Supporters of Direct File tout it as a “free” filing service, but as we’ve seen, its administrative costs continue to soar. Its alleged benefits are also questionable since the program duplicates free and for-cost options provided by the private sector. The IRS has a longstanding partnership with private tax filing software companies called the Free File Alliance to provide free tax filing services to certain taxpayers with adjusted gross income (AGI) below $84,000 annually. In June 2024, the IRS renewed this agreement for five years, noting that Free File saw a 7% uptick in users that filing season, saving taxpayers an estimated $2 billion in out-of-pocket costs since 2003. TIGTA recently stated that the IRS has not done enough to publicize Free File despite the fact that 70% of taxpayers are eligible to use the program.  

Supposed taxpayer preferences for Direct File instead of Free File were overstated and likely based on incorrect assumptions. Former IRS Commissioner Daniel Werfel repeatedly claimed that taxpayers wanted an IRS-run free filing option. Yet the initial feasibility study found that over one-third of taxpayers interviewed claimed they would not use Direct File as they already filed for free using Free File services. It also found that cost was the major factor in deciding how to file taxes. Given that cost is a major driver of filing behavior, it is very likely that other respondents would use Free File if they knew of its availability. GAO has reported separately that one-third of taxpayers they interviewed were not aware that they were eligible to use Free File.

There are also misperceptions about Direct File being a free tax filing option where taxpayer information does not go through a third-party, in contrast to using third-party services provided by the Free File Alliance. However, Direct File uses a third-party service to verify taxpayers’ identities. The third-party credential service provider ID.me is used by Direct File despite previously being dropped by the IRS after user frustration and privacy concerns. 

Direct File may also be distracting the IRS from other key transformation projects. The IRA provided the IRS with $4.8 billion to modernize its information technology systems. Yet, despite the influx of funds, the creation of Direct File is one of the only major software initiatives that has been implemented from start to finish since the IRA became law. 

In fact, one year after developing a Strategic Operating Plan to use the IRA funding, the IRS had still not accomplished any of its technology modernization objectives for that fiscal year. This includes critical work to replace the Individual Master File which is a 60-year-old program housing all taxpayer information that relies on the outdated coding language COBOL. The IRS instead used this funding to achieve simple improvements such as replacing old hardware. 

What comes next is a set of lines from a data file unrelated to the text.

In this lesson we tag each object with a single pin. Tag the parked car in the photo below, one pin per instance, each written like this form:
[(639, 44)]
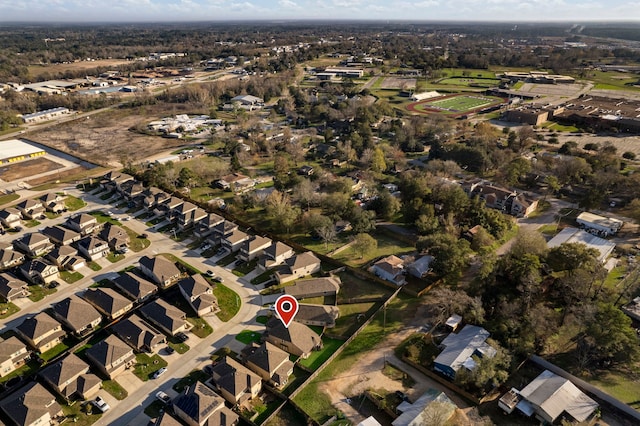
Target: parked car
[(101, 404), (163, 397), (159, 372)]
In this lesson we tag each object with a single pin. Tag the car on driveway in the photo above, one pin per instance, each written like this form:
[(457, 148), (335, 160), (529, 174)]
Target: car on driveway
[(163, 397), (159, 372), (101, 404)]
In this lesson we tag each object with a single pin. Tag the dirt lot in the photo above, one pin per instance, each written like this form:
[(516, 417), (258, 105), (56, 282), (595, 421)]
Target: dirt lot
[(105, 138), (37, 70), (398, 83), (26, 168)]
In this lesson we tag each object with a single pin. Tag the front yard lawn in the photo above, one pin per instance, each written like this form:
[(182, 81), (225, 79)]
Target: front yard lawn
[(7, 309), (114, 389), (39, 292), (248, 336), (191, 378), (71, 277), (317, 358), (228, 301), (147, 365), (74, 203)]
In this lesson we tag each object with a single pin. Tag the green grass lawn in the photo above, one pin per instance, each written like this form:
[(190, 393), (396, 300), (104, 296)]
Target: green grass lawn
[(386, 247), (114, 257), (74, 203), (94, 266), (248, 336), (317, 358), (317, 404), (55, 351), (191, 378), (8, 309), (80, 414), (7, 198), (147, 365), (71, 277), (39, 292), (228, 301), (114, 389), (31, 223)]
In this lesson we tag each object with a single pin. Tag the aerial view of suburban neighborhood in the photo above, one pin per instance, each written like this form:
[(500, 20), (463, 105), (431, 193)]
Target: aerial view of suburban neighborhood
[(289, 213)]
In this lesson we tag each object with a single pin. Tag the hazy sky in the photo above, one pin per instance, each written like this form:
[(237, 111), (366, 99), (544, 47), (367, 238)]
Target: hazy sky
[(216, 10)]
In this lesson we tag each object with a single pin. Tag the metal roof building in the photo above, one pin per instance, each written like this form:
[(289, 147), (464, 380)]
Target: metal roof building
[(574, 235)]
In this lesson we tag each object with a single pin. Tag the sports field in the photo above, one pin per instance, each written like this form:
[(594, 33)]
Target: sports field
[(454, 104)]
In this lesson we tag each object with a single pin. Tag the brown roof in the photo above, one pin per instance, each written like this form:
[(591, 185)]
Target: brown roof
[(233, 377), (38, 325), (106, 299), (77, 312), (298, 334), (312, 286), (109, 351), (29, 404)]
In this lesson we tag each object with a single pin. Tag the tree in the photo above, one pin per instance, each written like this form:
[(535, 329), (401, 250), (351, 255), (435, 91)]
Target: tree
[(364, 244)]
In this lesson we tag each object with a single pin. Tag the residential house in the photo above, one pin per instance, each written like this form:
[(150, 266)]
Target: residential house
[(234, 240), (10, 218), (37, 271), (550, 397), (66, 257), (83, 223), (160, 270), (34, 244), (32, 405), (115, 236), (11, 288), (221, 231), (31, 209), (460, 348), (507, 201), (421, 412), (298, 266), (108, 301), (314, 287), (170, 319), (70, 377), (61, 236), (93, 248), (275, 255), (297, 339), (9, 257), (153, 196), (199, 295), (142, 337), (41, 332), (235, 382), (111, 356), (135, 287), (77, 315), (199, 405), (420, 267), (271, 363), (253, 248), (390, 268), (13, 355), (319, 315), (205, 227), (53, 203)]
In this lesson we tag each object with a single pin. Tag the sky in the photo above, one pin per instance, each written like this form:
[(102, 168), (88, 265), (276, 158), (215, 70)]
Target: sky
[(222, 10)]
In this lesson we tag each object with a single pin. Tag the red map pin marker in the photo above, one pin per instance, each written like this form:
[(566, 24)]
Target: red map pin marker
[(286, 308)]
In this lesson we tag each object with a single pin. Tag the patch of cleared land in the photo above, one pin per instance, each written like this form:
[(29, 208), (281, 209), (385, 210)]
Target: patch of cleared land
[(27, 168)]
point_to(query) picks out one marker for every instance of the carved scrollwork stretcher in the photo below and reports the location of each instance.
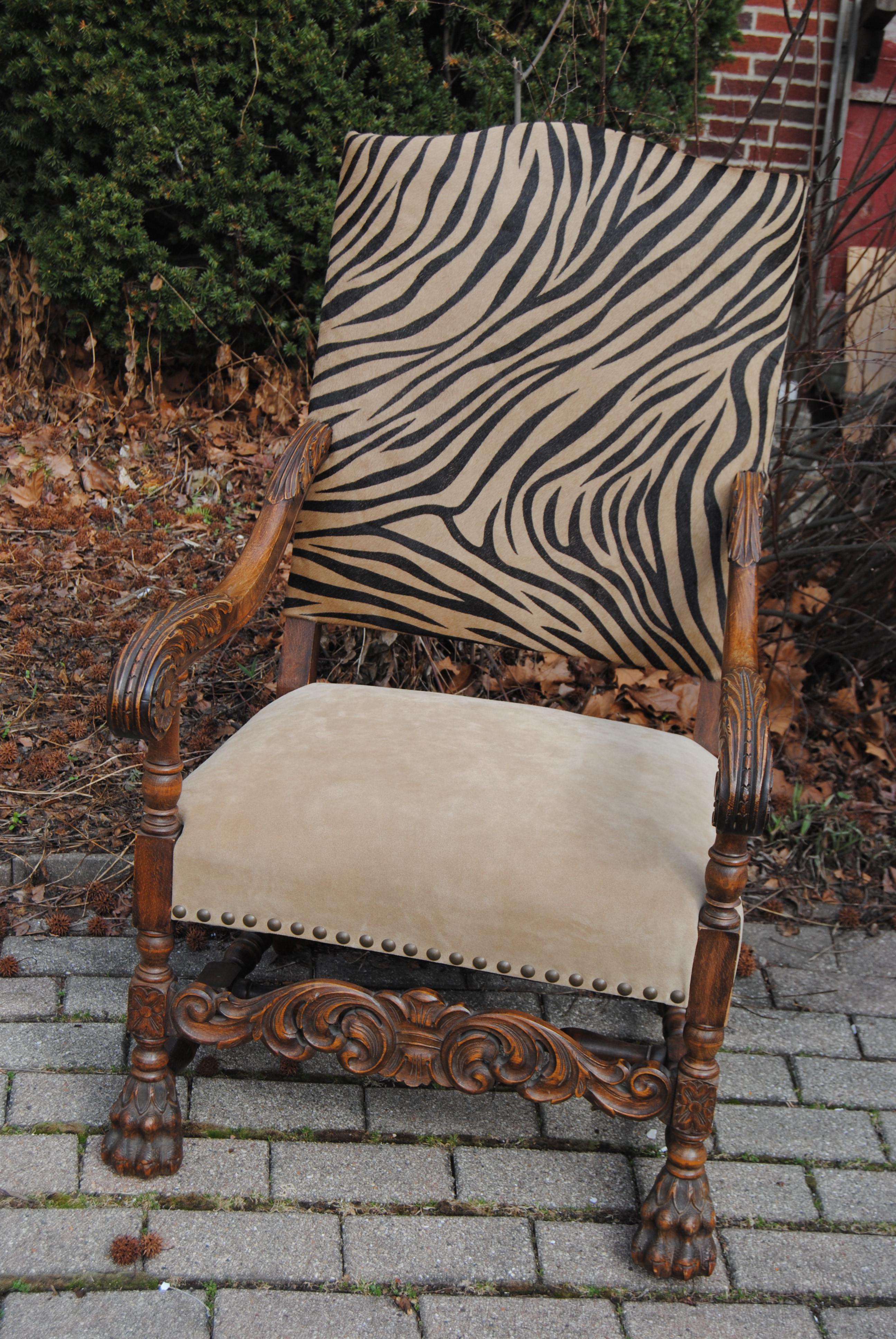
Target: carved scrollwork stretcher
(417, 1038)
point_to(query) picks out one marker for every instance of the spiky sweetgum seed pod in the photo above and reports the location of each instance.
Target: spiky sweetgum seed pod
(125, 1250)
(747, 962)
(102, 899)
(152, 1246)
(59, 924)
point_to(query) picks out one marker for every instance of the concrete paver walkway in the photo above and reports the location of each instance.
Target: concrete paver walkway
(330, 1208)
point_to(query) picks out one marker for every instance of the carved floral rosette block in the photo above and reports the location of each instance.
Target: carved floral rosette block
(417, 1038)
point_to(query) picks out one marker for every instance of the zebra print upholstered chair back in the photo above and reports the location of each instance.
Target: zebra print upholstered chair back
(545, 354)
(548, 371)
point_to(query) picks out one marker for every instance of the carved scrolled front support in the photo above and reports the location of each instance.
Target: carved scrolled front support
(417, 1038)
(145, 1135)
(144, 693)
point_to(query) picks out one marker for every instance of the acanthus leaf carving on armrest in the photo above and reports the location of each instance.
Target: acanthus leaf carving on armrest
(744, 781)
(144, 693)
(299, 462)
(745, 528)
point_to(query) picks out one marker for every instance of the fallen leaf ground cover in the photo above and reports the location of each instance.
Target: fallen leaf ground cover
(113, 505)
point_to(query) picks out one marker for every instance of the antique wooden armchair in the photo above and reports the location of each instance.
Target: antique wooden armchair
(548, 367)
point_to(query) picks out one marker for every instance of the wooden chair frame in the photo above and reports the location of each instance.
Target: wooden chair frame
(414, 1037)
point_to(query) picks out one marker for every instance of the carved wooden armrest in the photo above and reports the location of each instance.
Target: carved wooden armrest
(144, 691)
(745, 753)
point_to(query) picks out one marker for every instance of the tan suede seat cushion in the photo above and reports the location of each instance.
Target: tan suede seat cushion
(516, 835)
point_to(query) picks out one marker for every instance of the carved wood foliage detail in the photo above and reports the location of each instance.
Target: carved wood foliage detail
(745, 527)
(299, 462)
(147, 1009)
(694, 1107)
(417, 1038)
(744, 781)
(145, 691)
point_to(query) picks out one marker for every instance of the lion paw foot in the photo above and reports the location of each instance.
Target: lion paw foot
(145, 1129)
(675, 1236)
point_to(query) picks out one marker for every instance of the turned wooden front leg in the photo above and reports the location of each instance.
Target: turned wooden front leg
(678, 1219)
(145, 1136)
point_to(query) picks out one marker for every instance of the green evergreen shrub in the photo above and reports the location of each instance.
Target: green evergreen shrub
(179, 163)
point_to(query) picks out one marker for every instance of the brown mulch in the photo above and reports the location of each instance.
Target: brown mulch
(112, 507)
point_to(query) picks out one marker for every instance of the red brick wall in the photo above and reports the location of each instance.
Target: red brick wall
(765, 33)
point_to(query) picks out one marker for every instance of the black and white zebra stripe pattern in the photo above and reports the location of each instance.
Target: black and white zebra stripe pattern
(545, 353)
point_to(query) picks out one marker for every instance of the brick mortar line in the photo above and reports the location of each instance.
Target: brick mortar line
(559, 1293)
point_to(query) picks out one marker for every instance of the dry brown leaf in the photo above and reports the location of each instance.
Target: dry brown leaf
(29, 493)
(686, 693)
(600, 705)
(810, 599)
(219, 456)
(876, 752)
(61, 465)
(38, 440)
(846, 702)
(457, 675)
(655, 700)
(781, 788)
(70, 557)
(97, 479)
(554, 670)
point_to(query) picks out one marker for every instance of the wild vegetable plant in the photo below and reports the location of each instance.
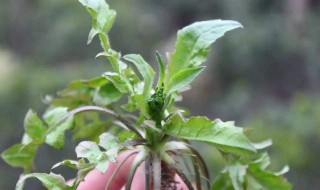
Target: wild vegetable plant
(129, 108)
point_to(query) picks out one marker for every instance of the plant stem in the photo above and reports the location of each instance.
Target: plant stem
(156, 164)
(105, 110)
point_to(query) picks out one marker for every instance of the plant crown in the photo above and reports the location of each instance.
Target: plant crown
(149, 121)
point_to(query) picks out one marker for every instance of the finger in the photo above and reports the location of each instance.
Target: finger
(98, 181)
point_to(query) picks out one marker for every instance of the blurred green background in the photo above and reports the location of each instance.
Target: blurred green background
(265, 76)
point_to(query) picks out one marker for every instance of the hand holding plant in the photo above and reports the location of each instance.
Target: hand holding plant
(149, 124)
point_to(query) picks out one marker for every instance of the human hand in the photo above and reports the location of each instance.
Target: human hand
(97, 181)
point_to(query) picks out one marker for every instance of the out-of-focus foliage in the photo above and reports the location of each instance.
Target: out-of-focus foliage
(270, 83)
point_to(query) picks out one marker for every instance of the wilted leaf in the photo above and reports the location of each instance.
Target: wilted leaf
(50, 181)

Concerns about the IRS’s authority to create Direct File, its costs, and the IRS’s failure to make progress in other strategic technology priorities are more than enough to justify terminating the program. Without Direct File, taxpayers will continue to have access to Free File which can handle unique tax situations and can serve taxpayers across the country, unlike the more limited Direct File. The IRS can also shift to completing technology modernization priorities that have persisted for decades

Ending the program now will also return to Congress its rightful authority to determine Direct File’s future in light of these critical failures. Supporters of Direct File who want to make it easier and less costly to file taxes should focus their efforts on simplifying the tax code itself—where the real burden lies. We welcome the new Administration’s focus on IRS modernization, such as its recent hackathon, and look forward to seeing the results of this necessary change in course.